Artifactual focal areas of pulmonary hyperlucency
Pulmonary cavitatory lesions may be mimicked by intrapulmonary ring shadows caused by curved bronchial walls and vessels as well as extrapulmonary ring shadows caused by superimposed subcutaneous gas, gas filled herniated gastrointestinal content, focal pneumomediastinum, expansile rib lysis and small amounts of oesophageal air including focal gas accumulation in a redundant oesophagus at the thoracic inlet.

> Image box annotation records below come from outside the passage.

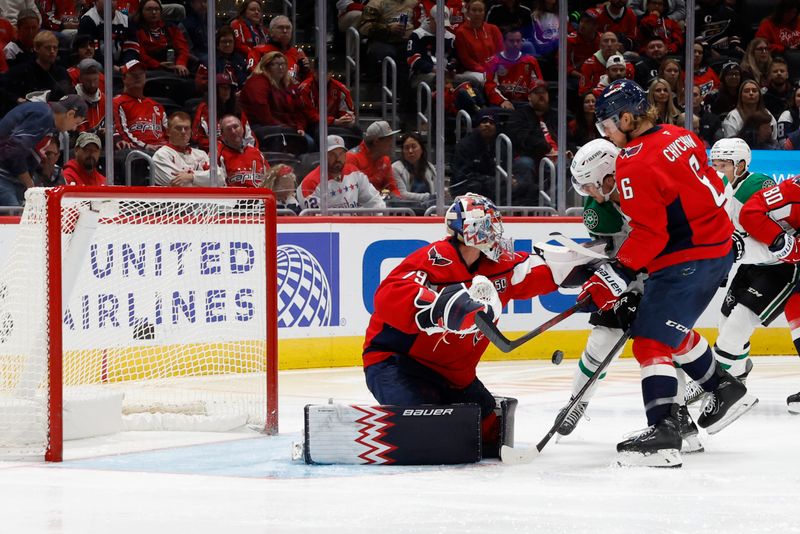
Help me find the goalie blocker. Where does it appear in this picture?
[302,397,517,465]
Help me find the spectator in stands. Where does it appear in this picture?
[298,59,361,138]
[133,0,189,76]
[488,0,533,37]
[762,56,792,117]
[78,2,139,63]
[578,32,634,94]
[300,135,386,208]
[152,111,225,187]
[597,0,638,50]
[647,78,680,125]
[756,0,800,54]
[64,132,106,186]
[633,37,667,87]
[454,0,504,90]
[530,0,559,57]
[778,85,800,141]
[3,9,40,68]
[33,135,66,187]
[738,109,782,150]
[741,37,772,87]
[722,80,778,140]
[506,80,572,205]
[358,0,417,80]
[261,163,302,215]
[392,132,436,202]
[347,121,400,197]
[484,30,542,110]
[0,95,86,206]
[192,72,258,151]
[75,58,106,135]
[180,0,208,65]
[703,62,742,119]
[218,115,269,187]
[239,52,314,151]
[231,0,269,58]
[693,40,719,98]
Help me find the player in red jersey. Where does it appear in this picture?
[739,176,800,413]
[581,80,758,467]
[363,193,557,456]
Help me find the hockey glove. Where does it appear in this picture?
[769,232,800,263]
[578,263,631,312]
[614,291,642,330]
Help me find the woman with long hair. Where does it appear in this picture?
[133,0,189,76]
[392,132,436,202]
[231,0,269,57]
[647,78,681,126]
[722,80,778,141]
[742,37,772,87]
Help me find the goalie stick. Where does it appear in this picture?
[500,330,631,465]
[475,296,591,352]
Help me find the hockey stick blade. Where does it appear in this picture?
[475,296,591,352]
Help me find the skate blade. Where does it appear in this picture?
[500,445,539,465]
[617,449,683,467]
[706,395,758,434]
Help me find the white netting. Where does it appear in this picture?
[0,186,274,455]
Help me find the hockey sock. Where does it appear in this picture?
[672,330,719,391]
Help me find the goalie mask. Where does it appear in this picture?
[445,193,514,261]
[569,139,619,201]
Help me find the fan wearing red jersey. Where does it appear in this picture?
[363,193,557,458]
[581,80,758,467]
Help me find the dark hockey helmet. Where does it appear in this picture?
[594,80,649,135]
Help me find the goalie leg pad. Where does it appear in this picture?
[303,404,481,465]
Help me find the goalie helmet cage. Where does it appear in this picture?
[0,186,278,462]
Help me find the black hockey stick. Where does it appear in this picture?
[500,330,631,464]
[475,296,591,352]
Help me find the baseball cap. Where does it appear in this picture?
[364,121,400,141]
[75,132,103,149]
[328,135,347,152]
[78,57,103,74]
[119,59,145,74]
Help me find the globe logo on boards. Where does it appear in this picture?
[277,245,331,327]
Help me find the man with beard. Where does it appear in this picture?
[64,132,106,186]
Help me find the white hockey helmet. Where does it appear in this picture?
[569,139,619,200]
[710,137,752,178]
[444,193,514,261]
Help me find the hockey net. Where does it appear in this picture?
[0,187,277,461]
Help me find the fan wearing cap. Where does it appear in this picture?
[64,132,106,186]
[192,72,258,151]
[484,29,543,109]
[347,121,400,197]
[300,135,386,209]
[0,95,86,206]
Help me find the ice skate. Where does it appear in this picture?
[786,393,800,414]
[678,405,705,454]
[617,406,683,467]
[556,398,589,436]
[697,366,758,434]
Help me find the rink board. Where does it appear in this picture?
[0,217,795,369]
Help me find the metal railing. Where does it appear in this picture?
[494,134,514,206]
[125,150,156,187]
[344,26,361,119]
[417,82,435,157]
[381,56,397,130]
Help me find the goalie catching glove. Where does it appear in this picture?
[578,262,633,312]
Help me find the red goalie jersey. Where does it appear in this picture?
[363,239,556,388]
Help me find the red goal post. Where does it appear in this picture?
[0,187,278,461]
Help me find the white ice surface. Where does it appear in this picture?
[0,357,800,534]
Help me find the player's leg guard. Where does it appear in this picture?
[633,338,678,426]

Tracheal narrowing and malposition
Tracheal narrowing due to a collapsing trachea or hypoplasia may at the cervicothoracic junction be confused with a superimposing longus colli muscle or oesophagus. Intrathoracic dorsal deviation of the trachea may be caused by ventral bending of the neck and expiratory or rotated views. On the DV/VD radiograph the trachea normally deviates slightly towards the right due to the presence of the normal left aortic arch. This deviation may be accentuated by the same factors causing dorsal deviation of the trachea.
Oesophagus
A small amount of oesophageal air is often seen just cranial to the carina region. The caudal oesophagus is sometimes seen as a poorly defined soft tissue opacity dorsal to the caudal vena cava on left lateral recumbent views.
Pneumothorax
Pseudopneumothorax may be caused by overexposure, relative radiolucency lateral to axillary skin folds and overinflation of the lungs. This increased radiolucency of the pleural cavity can be determined to be artifactual by seeing pulmonary vessels in the suspect region with a hot light.
Cardiac changes
A small heart may be misrepresented by deep inspiration, deep chested dogs, pulmonary overinflation and a heart displaced from the sternum by a mediastinal shift or pneumothorax. In geriatric cats on lateral views the cardiac axis may be markedly cranially tilted (so called lazy heart) and the aorta may be redundant. The latter may also be seen on DV views as well as in brachycephalic and older dogs. Tortuous mineralisation of the coronary arteries is seen as an incidental finding in <1% of dogs. A pulmonary segment bulge at 1-2 o' clock may be seen when the exposure is made during systole simulating a post stenotic pulmonary artery dilatation. This may also be seen in very deep chested dogs or slightly rotated views. Pneumopericardium with its associated delineation of the auricles, is a rare finding following trauma but resolves on its own.
Osseous changes
Narrowed cranial thoracic intervertebral disc spaces, often with associated spondylosis, are a common insignificant finding. The spondylosis must however be differentiated from spondylitis which in the caudal thoracic region is pathognomonic for Spirocerca lupi infection.
References
1. Dennis R, Kirberger R M, Wrigley R H and Barr F J. Small Animal Radiological Differential Diagnosis. W B Saunders London. 2001.